Wczoraj rano lodołamacze zabrały się za kruszenie lodu na Odrze. Argumentem za rozpoczęciem akcji było przekroczenie
stanów alarmowych na niektórych odcinkach rzeki.
- Lodołamacze wypłynęły do akcji w niedzielę o godzinie 7.30 - poinformował Krzysztof Woś, kierownik wydziału utrzymania wód Regionalnego Zarządu
Gospodarki Wodnej w Szczecinie. - Musieliśmy podjąć decyzję, gdyż w rejonie Bielinka wysokość lustra wody przekroczyła stań alarmowy o 40 centymetrów.
Na zlecenie RZGW niebezpieczną sytuację
lodową likwidują lodołamacze przedsiębiorstwa Odra 3.
- Na początek wypłynęły cztery jednostki polskie.

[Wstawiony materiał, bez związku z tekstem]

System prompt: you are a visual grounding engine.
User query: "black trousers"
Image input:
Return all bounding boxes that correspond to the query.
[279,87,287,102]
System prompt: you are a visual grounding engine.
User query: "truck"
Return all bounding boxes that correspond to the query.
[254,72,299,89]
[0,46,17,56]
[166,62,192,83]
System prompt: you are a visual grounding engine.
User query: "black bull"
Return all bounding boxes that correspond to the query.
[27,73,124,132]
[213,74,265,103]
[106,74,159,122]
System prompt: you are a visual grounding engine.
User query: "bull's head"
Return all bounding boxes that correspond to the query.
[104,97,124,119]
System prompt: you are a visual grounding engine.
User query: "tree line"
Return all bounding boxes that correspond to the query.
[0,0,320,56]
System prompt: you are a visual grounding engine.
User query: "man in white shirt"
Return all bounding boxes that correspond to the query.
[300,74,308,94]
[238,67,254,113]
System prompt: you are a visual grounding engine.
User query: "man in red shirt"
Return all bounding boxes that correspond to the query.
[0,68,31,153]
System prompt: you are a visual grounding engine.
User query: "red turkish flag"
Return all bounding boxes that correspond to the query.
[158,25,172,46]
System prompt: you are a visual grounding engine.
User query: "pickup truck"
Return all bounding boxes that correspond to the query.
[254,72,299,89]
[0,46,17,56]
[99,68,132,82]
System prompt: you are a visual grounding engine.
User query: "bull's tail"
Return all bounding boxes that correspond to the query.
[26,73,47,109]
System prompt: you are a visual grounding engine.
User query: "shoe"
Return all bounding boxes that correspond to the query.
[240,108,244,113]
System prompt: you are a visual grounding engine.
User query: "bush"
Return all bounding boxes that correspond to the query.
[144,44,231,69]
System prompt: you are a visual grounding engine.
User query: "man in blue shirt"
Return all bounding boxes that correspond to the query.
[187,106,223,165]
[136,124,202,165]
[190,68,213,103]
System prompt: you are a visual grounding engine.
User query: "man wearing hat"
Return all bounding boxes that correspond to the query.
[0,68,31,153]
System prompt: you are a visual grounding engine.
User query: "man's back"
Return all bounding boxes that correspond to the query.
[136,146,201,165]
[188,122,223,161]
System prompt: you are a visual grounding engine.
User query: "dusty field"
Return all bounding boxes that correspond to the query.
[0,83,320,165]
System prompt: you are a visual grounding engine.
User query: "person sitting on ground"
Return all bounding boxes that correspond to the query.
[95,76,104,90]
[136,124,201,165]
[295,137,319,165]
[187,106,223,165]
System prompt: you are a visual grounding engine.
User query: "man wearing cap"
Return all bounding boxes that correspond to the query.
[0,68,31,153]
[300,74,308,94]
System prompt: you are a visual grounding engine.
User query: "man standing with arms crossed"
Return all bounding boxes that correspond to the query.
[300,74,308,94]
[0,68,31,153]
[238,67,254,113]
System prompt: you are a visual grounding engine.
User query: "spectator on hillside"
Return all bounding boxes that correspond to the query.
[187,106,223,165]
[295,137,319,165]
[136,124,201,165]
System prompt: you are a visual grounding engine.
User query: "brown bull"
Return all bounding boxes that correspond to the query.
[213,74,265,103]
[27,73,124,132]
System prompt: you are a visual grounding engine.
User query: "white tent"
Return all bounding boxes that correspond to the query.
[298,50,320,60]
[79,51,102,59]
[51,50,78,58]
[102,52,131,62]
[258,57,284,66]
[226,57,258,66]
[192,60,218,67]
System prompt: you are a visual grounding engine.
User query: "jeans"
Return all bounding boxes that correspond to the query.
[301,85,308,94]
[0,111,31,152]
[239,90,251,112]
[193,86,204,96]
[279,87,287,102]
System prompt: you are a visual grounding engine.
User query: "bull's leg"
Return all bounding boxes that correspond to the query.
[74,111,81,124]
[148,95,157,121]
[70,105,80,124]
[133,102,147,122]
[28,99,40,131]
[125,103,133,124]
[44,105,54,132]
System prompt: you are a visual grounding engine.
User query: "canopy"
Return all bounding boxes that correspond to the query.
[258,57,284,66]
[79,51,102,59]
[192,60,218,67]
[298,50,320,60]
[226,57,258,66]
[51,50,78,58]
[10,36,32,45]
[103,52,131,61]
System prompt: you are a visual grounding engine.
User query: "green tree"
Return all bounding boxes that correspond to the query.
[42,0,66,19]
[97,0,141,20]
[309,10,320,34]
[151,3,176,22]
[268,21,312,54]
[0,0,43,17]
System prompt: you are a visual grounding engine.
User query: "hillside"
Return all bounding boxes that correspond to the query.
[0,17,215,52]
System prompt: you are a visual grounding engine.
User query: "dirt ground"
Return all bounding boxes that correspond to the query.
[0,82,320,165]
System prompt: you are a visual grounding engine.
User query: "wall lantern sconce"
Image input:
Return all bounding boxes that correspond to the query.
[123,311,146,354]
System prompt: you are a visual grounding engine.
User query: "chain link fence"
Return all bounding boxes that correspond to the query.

Dołączą do nich cztery niemieckie, które płyną z Hohensaaten - dodał K Woś.
Na rozpoczęcie
lodołamania czekano kilka dni Niestety, według RZGW, zbyt krótkie były okresy dodatnich temperatur. Obawiano się, że po rozbiciu tafli i zatorów rzeka znów skuje kawałki kry podczas ujemnych, nocnych
temperatur i praca pójdzie na marne.
- Jeśli chodzi o temperatury, to sytuacja wciąż nie jest najlepsza, gdyż nocą spadają one kilka stopni poniżej zera. W ciągu dnia utrzymują się zaś na poziomie zera
lub nieco wyżej - wyjaśnił K Woś. - Sprzyjające są natomiast inne warunki, dzięki czemu łatwiej będzie się uporać z krą. Między Widuchową a Szczecinem mamy bowiem 1 metr różnicy wysokości lustra wody. To
sprawi, że blokujący nurt rzeki lód zostanie popchnięty siłą spływającej wody. Mamy też sprzyjający wiatr z południa.
Z krą zmagają się cztery polskie lodołamacze: największe - "Dzik" i
"Odyniec" oraz nieco mniejsze - "Żbik" i "Lis".